For the most part, I enjoyed it. And I'm sure most everyone else did.
And yet, there was something missing, and I knew it.
Over the years, I've grown more and more dissatisfied with the way church is done. My youth group was merely one example. Sometimes we're focusing on other things when we ought to be preaching, and when we are preaching, it's cotton candy and does practically nothing to give people what they actually need to apply the Gospel in their own lives.
I think this dissatisfaction is a good thing. It means we know we don't have everything right, and that there is a model for churches, one we're not currently meeting. Dissatisfaction with the way things are leads to change.
However, we must never mistake dissatisfaction for change for the sort of dissatisfaction that leads to division – and the problem is, they are very, very easy to confuse.
This past Sunday, I visited one of our home churches with the rest of my family for the first time since we've gotten back to America. One of the first things I noticed after the service started was that the church had switched to electronic drums.
And for the rest of the first song, I was only half-singing, distracted and more than a little annoyed at how wimpy the drums sounded.
After the first song, I got my head on straight and figured it was more important to worship Jesus than to get annoyed over drums. So I got over it and the rest of the service was great.
But that was a prime example of the wrong sort of dissatisfaction. My example was a really minor one, but you can easily apply it to another situation. A church changes youth pastors and the new one is boring, or one of the pastors leaves the church and a quarter of the congregation leaves with him, or the style of the worship changes and either the younger generations think it's too old or the older ones think it's too modern. There's a myriad of different manifestations of it.

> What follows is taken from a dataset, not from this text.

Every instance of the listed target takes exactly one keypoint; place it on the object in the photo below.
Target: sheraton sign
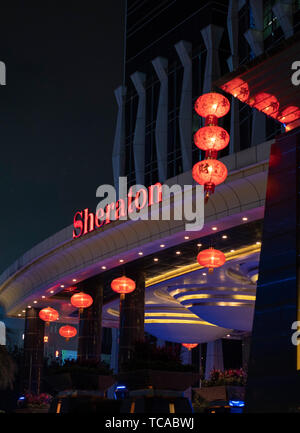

My point is, in “critiquing” the modern church, we can become too dissatisfied with it. Because we dislike the way church is done we say we'll be done with church. The church has problems, and I'll be the first to agree. But it's still the church. We can't just abandon it or get annoyed with it and cause problems. The best way to change something is not by pulling out, but by pouring in.
I have problems with the amount of money spent on church buildings, to use another personal example. But I'm not going to get into a fight about it. What I am going to do is immerse myself in the Word of God (encouraging others to do the same) and then He'll do the talking from there.
If we're focused on God, He'll produce in us the right sort of dissatisfaction – the sort that leads to the right kind of change. But it's always important to distinguish between the two. One will lead us closer to the church in order to change it, and one will take us farther away because it hasn't changed.
Let's make sure we've got our heads on straight.